In September 2007, President Umaru Musa Yar’Adua reconstituted the OGIC with a mandate to translate provisions of the National Oil and Gas Policy into functional institutional structures for the effective management of the oil and gas sector in Nigeria. And in particular, to restructure the petroleum industry so as to facilitate expansion in the non-oil sectors to achieve GDP growth levels that will put Nigeria among the top 20 largest economies in the world by 2020.

The reconstituted OGIC, chaired by the late Dr. Rilwanu Lukman, had the late Dr. Emmanuel Egbogah, who was Special Adviser to the President on Petroleum Matters, as its main driver.

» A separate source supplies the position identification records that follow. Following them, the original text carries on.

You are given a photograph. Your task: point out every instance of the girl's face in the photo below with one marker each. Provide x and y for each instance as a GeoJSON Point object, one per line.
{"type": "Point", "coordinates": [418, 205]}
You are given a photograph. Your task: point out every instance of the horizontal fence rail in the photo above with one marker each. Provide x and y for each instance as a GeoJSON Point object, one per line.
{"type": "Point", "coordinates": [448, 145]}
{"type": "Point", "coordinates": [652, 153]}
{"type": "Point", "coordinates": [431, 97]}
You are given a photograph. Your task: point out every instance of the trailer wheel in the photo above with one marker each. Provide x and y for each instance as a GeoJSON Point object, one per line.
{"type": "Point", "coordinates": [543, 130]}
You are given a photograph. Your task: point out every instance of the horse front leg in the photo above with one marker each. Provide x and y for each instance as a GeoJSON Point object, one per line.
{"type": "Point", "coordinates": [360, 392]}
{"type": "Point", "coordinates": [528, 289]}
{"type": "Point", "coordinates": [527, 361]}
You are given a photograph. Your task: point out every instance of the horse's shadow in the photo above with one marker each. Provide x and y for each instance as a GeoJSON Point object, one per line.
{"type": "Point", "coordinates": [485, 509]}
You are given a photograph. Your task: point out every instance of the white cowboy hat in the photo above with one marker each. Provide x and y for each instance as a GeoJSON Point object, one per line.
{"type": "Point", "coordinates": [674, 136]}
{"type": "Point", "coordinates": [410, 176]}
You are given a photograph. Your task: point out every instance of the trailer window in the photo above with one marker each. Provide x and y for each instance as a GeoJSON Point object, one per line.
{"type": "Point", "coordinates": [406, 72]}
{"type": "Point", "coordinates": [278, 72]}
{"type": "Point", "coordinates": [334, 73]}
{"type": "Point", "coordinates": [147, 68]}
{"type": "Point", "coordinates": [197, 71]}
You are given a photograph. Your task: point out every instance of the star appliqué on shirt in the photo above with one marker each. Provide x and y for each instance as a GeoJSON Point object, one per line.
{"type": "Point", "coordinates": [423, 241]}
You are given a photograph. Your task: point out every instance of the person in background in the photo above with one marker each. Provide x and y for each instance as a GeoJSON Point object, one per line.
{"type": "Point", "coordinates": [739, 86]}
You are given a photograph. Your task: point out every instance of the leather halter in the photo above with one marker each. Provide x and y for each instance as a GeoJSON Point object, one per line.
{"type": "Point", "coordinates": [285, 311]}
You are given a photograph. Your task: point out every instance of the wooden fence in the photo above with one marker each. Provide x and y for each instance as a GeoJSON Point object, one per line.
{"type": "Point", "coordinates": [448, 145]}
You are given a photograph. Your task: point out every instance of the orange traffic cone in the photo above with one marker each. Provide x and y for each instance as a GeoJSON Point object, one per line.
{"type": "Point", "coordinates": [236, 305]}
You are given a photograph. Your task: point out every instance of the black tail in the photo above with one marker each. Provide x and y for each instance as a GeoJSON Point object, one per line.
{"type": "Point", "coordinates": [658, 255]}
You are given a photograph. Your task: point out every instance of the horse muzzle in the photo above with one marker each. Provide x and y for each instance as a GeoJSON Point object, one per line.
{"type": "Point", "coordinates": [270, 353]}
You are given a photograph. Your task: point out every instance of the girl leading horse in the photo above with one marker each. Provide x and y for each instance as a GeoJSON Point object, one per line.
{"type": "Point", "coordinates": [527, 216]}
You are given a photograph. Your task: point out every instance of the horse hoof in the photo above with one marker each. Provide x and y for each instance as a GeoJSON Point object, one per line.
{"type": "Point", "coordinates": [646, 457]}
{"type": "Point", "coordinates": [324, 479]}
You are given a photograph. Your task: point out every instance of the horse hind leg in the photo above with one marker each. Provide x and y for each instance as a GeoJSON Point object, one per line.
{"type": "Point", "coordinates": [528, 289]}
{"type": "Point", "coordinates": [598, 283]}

The committee submitted a report in July 2008, which culminated in the first draft of the Petroleum Industry Bill.

The OGIC report, which gave rise to the first draft of the Petroleum Industry Bill sought to:

  1. Replace outdated regulatory and institutional arrangements governing the Nigerian petroleum industry.
  1. Introduce a new national petroleum policy framework, to address the myriad problems affecting the oil and gas industry in Nigeria.
  1. Develop strategies and required action to make the national oil company competitive on a global platform.
  1. Use pragmatic fiscal arrangements to address the main problems hampering growth and sustained expansion in the Nigerian oil and gas business. They included community issues; funding and sustainability of E&P operations; viable structures for emergent commercial entities from the NOC; transition from the prevalent unincorporated joint ventures to incorporation of joint venture operations as autonomous commercial entities; introducing progressive policy instruments for existing and new PSCs and other concessionary fiscal arrangements.

The PIB, which resulted from the work of President Yar’ ardua’s OGIC, failed to pass in the third National Assembly because it got caught up in controversies. One of the contentious issues was the provision for the Communities Equity Fund, which wanted to address the question of inclusiveness for oil bearing communities, borrowing from the Alaska Fund template in the United States. Legislators from especially the northern part of the country felt that paying 10 per cent of oil revenues or any percentage whatsoever, was an overkill given the 13 percent derivation and the setting up of the Niger Delta Development Commission.

A new Bill was proposed by Senator Lee Maeba, who was then Chairman of the Senate Committee on Petroleum, to among other things, resolve the controversies relating to the form the Community Equity Fund would eventually take, and how it would be administered; complaints against the Government’s actual share in revenues through royalties and PPT (now hydrocarbon Tax) charged, et cetera. Maeba’s new bill was later merged with submissions from an Inter-agency Committee set up by the Federal Executive Council to address and resolve areas of controversy. The last ditch effort to pass the Bill in the third session of the National Assembly failed.

Enter the “Dieziani Bill” of 2012, which tried to incorporate some of the settled issues for accelerated passage. Unfortunately, the new Bill under President Jonathan started its own controversies. The biggest contention in the Dieziani Bill was the enormous powers handed the Minister of Petroleum, which many experts complained went against principles of checks and balances. However, several amendments to that Bill still failed to pass, before it was resolved that another approach should be taken – break up the issues and have separate Bills addressing different aspects of the reform – one Bill addressing fiscal issues; another Bill addressing governance issues and a third Bill addressing community issues. This almost succeeded in the last session of the National Assembly.